Good stockmanship, not the size of the unit, is the key to achieving high standards of health and welfare, the National Pig Association has insisted in response to media articles focusing on the increase in the number of large farms in the UK.
A number of media outlets have carried stories based on an investigation into the ‘Rise of the Mega Farm’ in the UK by the Bureau of Investigative Journalism.
The original article by the BIJ, which has been followed up in the national and local media, says there are now ‘nearly 1,700 intensive poultry and pig farms licensed by the Environment Agency’, with the number having increased by a quarter in the last six years. The EA sets the thresholds for intensive installations with 40,000 poultry places and 2,000 pig places or 750 sows.
The article claims the rise in intensive farming has been fuelled by ‘Britain’s demand for cheap meat, especially chicken’. The article quotes ‘critics’ who say factory farms ‘blight local communities, subject animals to prolonged distress and push out small producers – and that we do not need the vast quantities of meat we consume’.
But it also quotes industry figures who explain the reasons behind the trend towards larger units, inlcuding NPA chief executive Zoë Davies, who is quoted as saying farmers had to operate intensive systems to compete with cheap European imports.
She pointed out that larger farms have to meet many different regulations to get an EA permit and that the biggest farms have excellent resources to maintain welfare standards, such as specialist vets on site. She reiterated that there was limited consumer demand for free-range meat.
NPA responseÂ
The NPA also sent the following statement to the BIJ ahead of publication of the story.

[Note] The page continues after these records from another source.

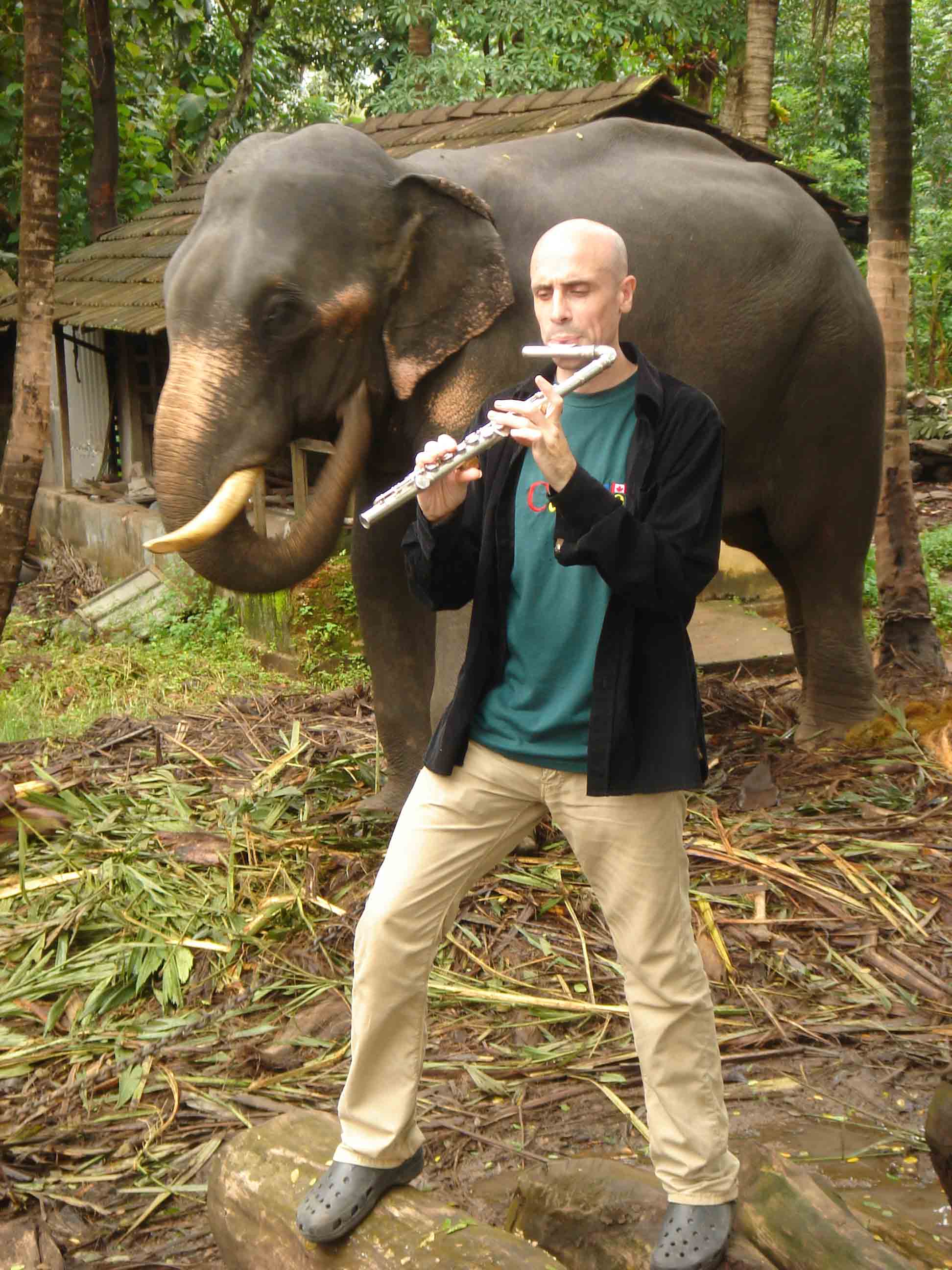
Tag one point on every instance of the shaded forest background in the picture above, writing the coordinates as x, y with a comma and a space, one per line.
193, 79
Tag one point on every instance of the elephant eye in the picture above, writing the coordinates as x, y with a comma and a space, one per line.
284, 317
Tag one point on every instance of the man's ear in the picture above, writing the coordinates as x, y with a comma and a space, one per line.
451, 278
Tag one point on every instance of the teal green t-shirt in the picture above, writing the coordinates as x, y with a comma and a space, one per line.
540, 711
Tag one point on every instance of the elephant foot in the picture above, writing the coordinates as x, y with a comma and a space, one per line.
820, 724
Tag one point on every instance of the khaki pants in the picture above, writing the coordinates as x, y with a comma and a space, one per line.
451, 832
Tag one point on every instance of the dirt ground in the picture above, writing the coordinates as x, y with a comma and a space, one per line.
824, 917
843, 1088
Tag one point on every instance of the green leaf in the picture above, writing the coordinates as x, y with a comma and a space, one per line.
484, 1081
191, 107
129, 1084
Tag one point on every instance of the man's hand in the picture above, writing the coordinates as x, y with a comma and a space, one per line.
449, 493
540, 427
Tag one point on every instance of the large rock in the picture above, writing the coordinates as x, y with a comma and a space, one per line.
598, 1215
27, 1244
938, 1134
261, 1176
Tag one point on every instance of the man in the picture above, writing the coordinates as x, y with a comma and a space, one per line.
583, 545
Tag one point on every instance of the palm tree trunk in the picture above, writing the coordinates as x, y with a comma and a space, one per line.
758, 70
906, 633
421, 40
29, 425
733, 103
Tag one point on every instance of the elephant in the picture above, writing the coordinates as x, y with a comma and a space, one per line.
332, 291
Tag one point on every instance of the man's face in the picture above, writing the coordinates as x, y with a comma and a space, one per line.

NPA senior policy advisor Georgina Crayford said: “Operations rearing 2,500 finisher pigs or 750 sows are often small family-run farms. Larger farms are, rightly so, strictly regulated to ensure the risk of damage to environment is minimised.
“NPA would like to emphasise that it is not the size of the farm that has the biggest impact on animal health and welfare, but the quality of the stockmanship.”